In general, blame Windows for it's nonsense/bugs/whatever, and the fact that there are not any good utilities of this sort. (I have some others I could recommend but they do stupid things like require you to unplug/replug the device for absolutely no good reason). Using Windows for forensics/repair -- serious PITA.
rockisland
Premium Member
join:2008-12-15
Friday Harbor, WA

2 edits

rockisland

Premium Member

I'm assuming that destroying drive contents is not an issue as this disk is a member of a RAID array. If the disk is erased it should be no different than replacing it with a new drive and letting the array rebuild.
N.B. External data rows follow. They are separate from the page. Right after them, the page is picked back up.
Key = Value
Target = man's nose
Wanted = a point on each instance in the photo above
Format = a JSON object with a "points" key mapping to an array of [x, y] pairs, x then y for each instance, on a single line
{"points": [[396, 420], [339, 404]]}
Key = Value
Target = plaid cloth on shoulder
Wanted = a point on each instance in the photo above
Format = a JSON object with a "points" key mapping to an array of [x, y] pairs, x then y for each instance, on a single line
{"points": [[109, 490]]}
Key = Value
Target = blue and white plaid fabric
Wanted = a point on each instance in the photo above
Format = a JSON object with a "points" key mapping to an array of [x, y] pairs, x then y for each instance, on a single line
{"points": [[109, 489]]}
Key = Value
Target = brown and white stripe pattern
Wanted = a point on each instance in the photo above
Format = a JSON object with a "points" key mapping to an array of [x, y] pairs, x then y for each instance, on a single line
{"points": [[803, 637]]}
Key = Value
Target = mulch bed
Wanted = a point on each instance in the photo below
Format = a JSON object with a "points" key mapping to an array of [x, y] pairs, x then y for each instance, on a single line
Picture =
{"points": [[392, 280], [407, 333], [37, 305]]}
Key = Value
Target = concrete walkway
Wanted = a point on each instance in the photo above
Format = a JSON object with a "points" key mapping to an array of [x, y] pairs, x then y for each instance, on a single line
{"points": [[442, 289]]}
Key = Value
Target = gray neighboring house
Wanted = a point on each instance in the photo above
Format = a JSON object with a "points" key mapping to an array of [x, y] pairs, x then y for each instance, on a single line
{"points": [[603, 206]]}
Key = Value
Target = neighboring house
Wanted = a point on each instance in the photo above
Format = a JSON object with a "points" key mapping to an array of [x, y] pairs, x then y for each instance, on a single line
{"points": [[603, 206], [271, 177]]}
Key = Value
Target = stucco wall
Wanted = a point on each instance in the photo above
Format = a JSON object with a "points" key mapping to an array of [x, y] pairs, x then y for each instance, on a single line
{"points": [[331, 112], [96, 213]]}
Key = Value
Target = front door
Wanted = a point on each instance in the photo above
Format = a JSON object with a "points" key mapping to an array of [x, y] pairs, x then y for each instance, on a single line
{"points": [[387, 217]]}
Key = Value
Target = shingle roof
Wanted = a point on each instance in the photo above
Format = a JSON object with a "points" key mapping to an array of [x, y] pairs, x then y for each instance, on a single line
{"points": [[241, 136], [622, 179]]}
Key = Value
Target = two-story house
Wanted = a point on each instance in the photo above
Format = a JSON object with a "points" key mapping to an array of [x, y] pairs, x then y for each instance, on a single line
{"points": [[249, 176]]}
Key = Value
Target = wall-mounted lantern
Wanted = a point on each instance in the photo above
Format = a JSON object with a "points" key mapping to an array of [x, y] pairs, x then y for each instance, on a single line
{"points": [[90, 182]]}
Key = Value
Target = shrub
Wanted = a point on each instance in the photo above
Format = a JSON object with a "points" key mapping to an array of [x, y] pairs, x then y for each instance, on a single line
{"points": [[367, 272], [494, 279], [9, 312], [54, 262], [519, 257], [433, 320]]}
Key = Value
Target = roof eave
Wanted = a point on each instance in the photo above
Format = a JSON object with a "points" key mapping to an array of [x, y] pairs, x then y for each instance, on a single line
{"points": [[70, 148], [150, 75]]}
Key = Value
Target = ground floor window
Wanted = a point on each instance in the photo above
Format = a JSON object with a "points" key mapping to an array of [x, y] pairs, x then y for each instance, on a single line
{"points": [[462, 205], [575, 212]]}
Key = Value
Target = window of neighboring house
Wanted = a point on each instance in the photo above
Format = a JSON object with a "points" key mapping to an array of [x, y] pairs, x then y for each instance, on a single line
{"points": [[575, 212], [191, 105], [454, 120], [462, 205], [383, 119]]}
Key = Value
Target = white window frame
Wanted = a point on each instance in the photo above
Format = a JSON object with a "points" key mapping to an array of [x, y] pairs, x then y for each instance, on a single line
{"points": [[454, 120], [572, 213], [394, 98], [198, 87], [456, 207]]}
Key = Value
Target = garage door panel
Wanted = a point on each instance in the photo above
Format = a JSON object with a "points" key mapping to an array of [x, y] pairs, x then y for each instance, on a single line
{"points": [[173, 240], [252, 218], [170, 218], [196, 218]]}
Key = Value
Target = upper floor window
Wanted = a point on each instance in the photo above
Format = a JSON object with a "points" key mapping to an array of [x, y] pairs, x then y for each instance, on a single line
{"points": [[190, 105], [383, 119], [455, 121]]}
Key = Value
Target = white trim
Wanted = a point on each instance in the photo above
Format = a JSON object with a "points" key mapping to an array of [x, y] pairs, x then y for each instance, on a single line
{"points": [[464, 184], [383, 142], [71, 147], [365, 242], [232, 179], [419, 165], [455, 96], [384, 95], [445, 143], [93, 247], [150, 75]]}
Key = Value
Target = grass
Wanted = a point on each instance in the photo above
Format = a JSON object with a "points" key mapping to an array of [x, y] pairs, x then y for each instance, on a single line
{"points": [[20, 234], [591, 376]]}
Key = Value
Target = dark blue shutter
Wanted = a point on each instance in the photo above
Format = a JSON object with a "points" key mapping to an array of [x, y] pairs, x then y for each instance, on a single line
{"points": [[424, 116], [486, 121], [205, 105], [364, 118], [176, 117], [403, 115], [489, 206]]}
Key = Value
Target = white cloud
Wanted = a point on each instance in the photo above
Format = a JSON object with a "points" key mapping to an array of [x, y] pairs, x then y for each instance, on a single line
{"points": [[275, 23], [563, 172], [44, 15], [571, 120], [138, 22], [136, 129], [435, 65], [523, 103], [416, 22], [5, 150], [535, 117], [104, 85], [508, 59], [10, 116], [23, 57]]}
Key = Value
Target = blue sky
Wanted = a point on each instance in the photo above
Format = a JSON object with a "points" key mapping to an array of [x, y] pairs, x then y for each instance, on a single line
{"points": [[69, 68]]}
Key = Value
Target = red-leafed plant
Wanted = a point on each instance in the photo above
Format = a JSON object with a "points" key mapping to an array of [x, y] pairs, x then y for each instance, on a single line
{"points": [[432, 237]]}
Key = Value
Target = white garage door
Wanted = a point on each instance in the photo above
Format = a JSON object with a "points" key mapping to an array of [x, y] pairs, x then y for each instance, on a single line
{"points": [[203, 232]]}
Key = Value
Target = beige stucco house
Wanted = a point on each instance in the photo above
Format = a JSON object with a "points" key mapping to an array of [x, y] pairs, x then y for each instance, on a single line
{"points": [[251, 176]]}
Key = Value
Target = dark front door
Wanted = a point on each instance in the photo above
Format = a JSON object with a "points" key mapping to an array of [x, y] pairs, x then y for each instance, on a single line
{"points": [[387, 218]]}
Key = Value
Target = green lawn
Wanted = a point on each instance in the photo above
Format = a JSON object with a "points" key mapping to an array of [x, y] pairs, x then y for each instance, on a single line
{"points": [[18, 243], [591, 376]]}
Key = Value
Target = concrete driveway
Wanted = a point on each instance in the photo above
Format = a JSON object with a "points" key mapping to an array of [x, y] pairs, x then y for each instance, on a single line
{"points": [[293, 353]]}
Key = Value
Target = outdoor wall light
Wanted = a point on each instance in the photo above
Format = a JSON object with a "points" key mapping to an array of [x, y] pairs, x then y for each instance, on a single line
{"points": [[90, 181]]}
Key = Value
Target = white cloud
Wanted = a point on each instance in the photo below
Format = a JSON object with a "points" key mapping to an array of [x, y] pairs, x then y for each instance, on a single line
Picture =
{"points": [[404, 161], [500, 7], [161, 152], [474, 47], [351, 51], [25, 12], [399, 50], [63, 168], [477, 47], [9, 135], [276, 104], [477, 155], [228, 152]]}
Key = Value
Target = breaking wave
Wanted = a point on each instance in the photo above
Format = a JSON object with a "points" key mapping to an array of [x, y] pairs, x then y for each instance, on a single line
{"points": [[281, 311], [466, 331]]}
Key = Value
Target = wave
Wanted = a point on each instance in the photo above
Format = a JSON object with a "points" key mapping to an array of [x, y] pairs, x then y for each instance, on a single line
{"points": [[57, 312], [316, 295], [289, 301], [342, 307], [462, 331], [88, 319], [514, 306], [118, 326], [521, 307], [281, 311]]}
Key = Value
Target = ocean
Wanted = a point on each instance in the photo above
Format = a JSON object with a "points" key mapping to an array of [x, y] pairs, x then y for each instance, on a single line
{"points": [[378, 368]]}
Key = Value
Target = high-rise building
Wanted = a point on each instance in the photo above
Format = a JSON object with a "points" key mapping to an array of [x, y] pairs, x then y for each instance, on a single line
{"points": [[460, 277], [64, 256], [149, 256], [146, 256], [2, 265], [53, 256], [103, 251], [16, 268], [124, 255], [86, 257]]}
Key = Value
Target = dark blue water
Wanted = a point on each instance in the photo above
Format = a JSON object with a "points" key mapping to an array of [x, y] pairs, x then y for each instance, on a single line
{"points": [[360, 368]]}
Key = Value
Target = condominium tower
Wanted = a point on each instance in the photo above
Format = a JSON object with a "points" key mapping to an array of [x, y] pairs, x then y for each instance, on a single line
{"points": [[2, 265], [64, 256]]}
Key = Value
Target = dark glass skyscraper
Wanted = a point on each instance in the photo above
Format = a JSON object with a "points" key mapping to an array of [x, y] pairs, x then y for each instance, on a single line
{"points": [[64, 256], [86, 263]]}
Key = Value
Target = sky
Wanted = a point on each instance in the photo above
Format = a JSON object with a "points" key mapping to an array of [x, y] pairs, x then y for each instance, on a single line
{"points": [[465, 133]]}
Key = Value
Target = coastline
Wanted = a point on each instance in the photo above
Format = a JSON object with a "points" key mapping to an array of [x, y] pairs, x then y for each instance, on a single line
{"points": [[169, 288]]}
We already tried to erase it with HD Tune.

=> dd software- 0.6 beta or 0.5?

I will need you to walk me through (and thank you for offering) as I am absolutely horrible with command prompts.

Addendum: I got 0.5.zip; extracted it hit run on dd.exe and got a command prompt type window. typed in dd --list hit enter and and got nothing except another copy of the text dd --list.

koitsu
MVM
join:2002-07-16
Mountain View, CA
Humax BGW320-500

koitsu

MVM

First paragraph: correct. The whole premise here is to get the drive to either remap the LBA to a new sector (if the sector is determined as bad) or to clear the "suspect" state (i.e. existing sector is fine). That's all we're effectively trying to do.

0.6 beta is fine.

You need to extract dd.exe from the .zip file and place it somewhere (like C: or wherever you want; C:\ makes it easier). Then launch Command Prompt, and navigate to that path by selecting the drive letter and changing into the directory, i.e. for C:\ :

Microsoft Windows XP [Version 5.1.2600]
(C) Copyright 1985-2001 Microsoft Corp.
 
C:\Documents and Settings\jdc>C:
 
C:\Documents and Settings\jdc>cd \
 
C:\>
 

From there run dd --list. You should get output that roughly resembles this:

C:\>dd --list
rawwrite dd for windows version 0.6beta3.
Written by John Newbigin <jn@it.swin.edu.au>
This program is covered by terms of the GPL Version 2.
 
Win32 Available Volume Information
\\.\Volume{03ad2fc1-3b45-11e2-bf5c-806d6172696f}\
  link to \\?\Device\HarddiskVolume1
  fixed media
  Mounted on \\.\c:
 
\\.\Volume{03ad2fc2-3b45-11e2-bf5c-806d6172696f}\
  link to \\?\Device\HarddiskVolume2
  fixed media
  Mounted on \\.\d:
 
\\.\Volume{03ad2fc0-3b45-11e2-bf5c-806d6172696f}\
  link to \\?\Device\CdRom0
  CD-ROM
  Mounted on \\.\e:
 
\\.\Volume{fa47b5c0-3b8c-11e2-a637-806d6172696f}\
  link to \\?\Device\CdRom1
  CD-ROM
  Mounted on \\.\f:
 
NT Block Device Objects
\\?\Device\CdRom0
  size is 6682574848 bytes
\\?\Device\CdRom1
  size is 4347138048 bytes
\\?\Device\Harddisk0\Partition0
  link to \\?\Device\Harddisk0\DR0
  Fixed hard disk media. Block size = 512
  size is 120034123776 bytes
\\?\Device\Harddisk0\Partition1
  link to \\?\Device\HarddiskVolume1
\\?\Device\Harddisk1\Partition0
  link to \\?\Device\Harddisk1\DR1
  Fixed hard disk media. Block size = 512
  size is 1000204886016 bytes
\\?\Device\Harddisk1\Partition1
  link to \\?\Device\HarddiskVolume2
 
Virtual input devices
 /dev/zero   (null data)
 /dev/random (pseudo-random data)
 -           (standard input)
 
Virtual output devices
 -           (standard output)
 /dev/null   (discard the data)
 

This is the output I'm looking for, specifically one for when the drive is attached to the system, and one for when it isn't (to determine what the correct \\?\Device\xxx entry is).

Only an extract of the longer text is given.